A menina sem cabelos pendurados



A menina sem cabelos pendurados caminhava pela rua com uma insistente impressão de que todos sabiam. 
Eles certamente sabiam que seus cabelos despenduraram do dia para a noite. Se algum olhar encontrava o dela, como sempre cruzam-se olhares entre desconhecidos pela rua, sua mente era visitada pelo pensamento de que algum passante lhe interpelaria sobre os cabelos que despenduraram.   
Era estranha a sensação do despendurar. Uma leveza súbita, à qual ela não estava ainda acostumada, lhe tomava de assalto sempre que tocava a nuca, balançava o pescoço, ou buscava cabelos para ajeitar na parte de trás de cabeça. Era o costume ajeitar os cabelos, alguma coisa entre uma mania e um cacoete. Quase um ritual que intercalava um momento e outro.  
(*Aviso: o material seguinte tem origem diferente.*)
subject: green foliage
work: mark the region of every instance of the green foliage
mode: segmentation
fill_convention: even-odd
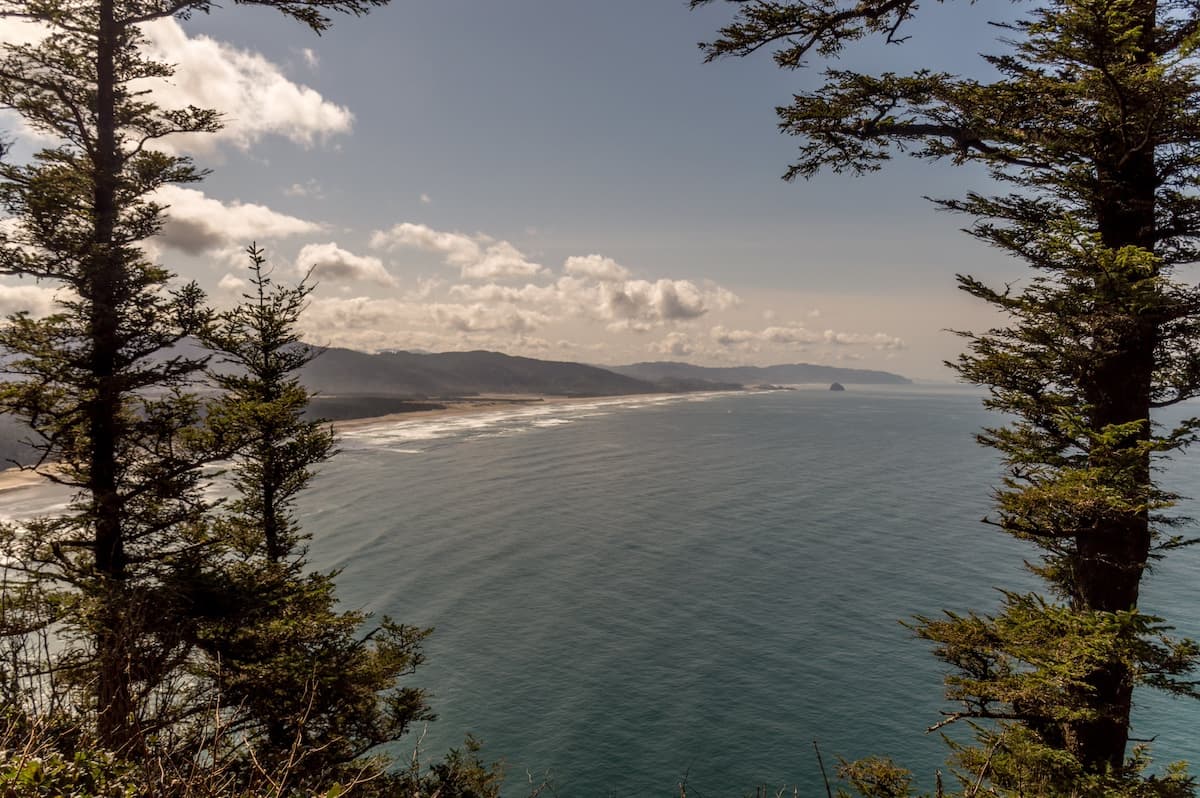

Parecia-lhe, por isto, que contava com um disfarce a menos. Que estaria defasada se avaliada comparativamente às outras, de acordo com os parâmetros de qualquer Ranking Oficial de Disfarces Femininos. A nuca nua lhe desconcertava, ao mesmo tempo que divertia. A nuca nua revelava muito. Havia revelado-se sem meias palavras, transformado-se em uma nuca despendurada. Era um caso evidente de independência da nuca. Ultraje.
A menina, no fundo assustava-se enquanto o vento lhe tocava a nuca com tamanha intimidade. Pensava indecências que não ousava confessar, e apenas em monólogos secretos permitia que revelações impronunciáveis ganhassem voz: se agora nem mesmo os cabelos lhe seguravam - céus (suspirava em abandono resignado) - quem o faria?